Only a few months after losing a congressional bid by the slimmest of margins -- 2,800 votes in a district with 70,000 more Democrats than Republicans -- this extremely successful politician seemed relieved to be exiting the local political scene.
You might say Naples symbolizes Erie County politics right now. She demonstrated that a Republican can prove viable in overwhelmingly Democratic Erie County -- if the Republican carries credentials and can do the job.
But she also sums up Erie County voters' frustration with green budgets, red budgets, park closings and layoffs. When Legislators Al DeBenedetti and George Holt, as well as Budget Director Joe Passafiume, all experienced tax problems in the midst of the fiscal crisis, voters seemed fed up when The Buffalo News revealed that Naples -- the comptroller, of all people -- also was late in paying her taxes.
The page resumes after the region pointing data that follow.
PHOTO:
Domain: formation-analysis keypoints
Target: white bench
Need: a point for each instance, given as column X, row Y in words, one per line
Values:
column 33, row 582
"That's what was most devastating," said one Republican ally. "She was still supposed to be a cut above."
Naples' departure also sums up the state of the Erie County Republican Party. Her constant clashes with a fellow Republican, County Executive Joel Giambra, contributed to her departure. Giambra's refusal to support Naples during most of her congressional campaign is still not forgiven by many Republicans here and across the state. The result is an intra-party mess.
While Democrats smell blood, the GOP is scrambling. Republican Chairman Bob Davis says he will form a search committee to find a private-sector type backed by the same kind of sparkling resume Naples brought in 1993. Translation: "We don't have a comptroller candidate."
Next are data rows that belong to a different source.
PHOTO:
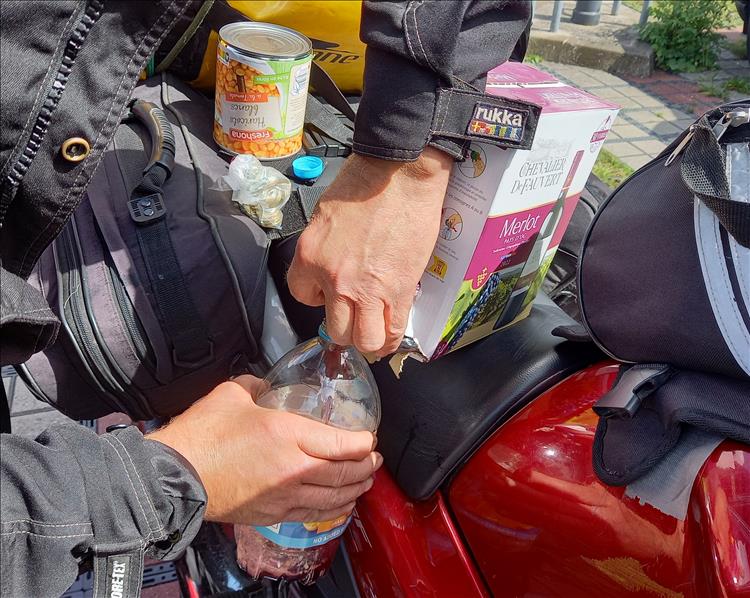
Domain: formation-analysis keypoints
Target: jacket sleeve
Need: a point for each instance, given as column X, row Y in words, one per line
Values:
column 419, row 53
column 71, row 498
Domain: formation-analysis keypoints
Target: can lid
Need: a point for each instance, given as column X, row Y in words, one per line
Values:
column 307, row 167
column 266, row 40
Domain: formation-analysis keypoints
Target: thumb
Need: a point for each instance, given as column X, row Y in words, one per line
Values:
column 302, row 286
column 326, row 442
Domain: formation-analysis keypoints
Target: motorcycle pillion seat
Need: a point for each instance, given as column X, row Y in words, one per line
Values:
column 437, row 414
Maybe that's why Davis and much of his crew are looking forward to Saturday's confab at the City Campus of Erie Community College. He plans a "Governing Principles Convention" that will chart a course for the party in the years ahead.
"This is not a public relations piece," Davis said. "This is very serious in terms of defining the message of the Republican Party and what the Republican Party intends to do to move this community forward."
Translation again: what the party must do to rebound from its split with Giambra.
With Giambra all but divorced from the GOP and with Naples leaving the scene, Davis realizes the party is at a crossroads. If it is to continue the successes it has noted over the years, it has to find a new way.
Some say that means running real Republicans instead of recycled Democrats. Others are already gunning for Davis, blaming him for absorbing Giambra into the fold.
But with area voters in their most ornery mood in generations, Davis knows the party must act. And that means one more translation: He must do something to maintain the GOP's viability in Democratic Erie County, as well as his own survival.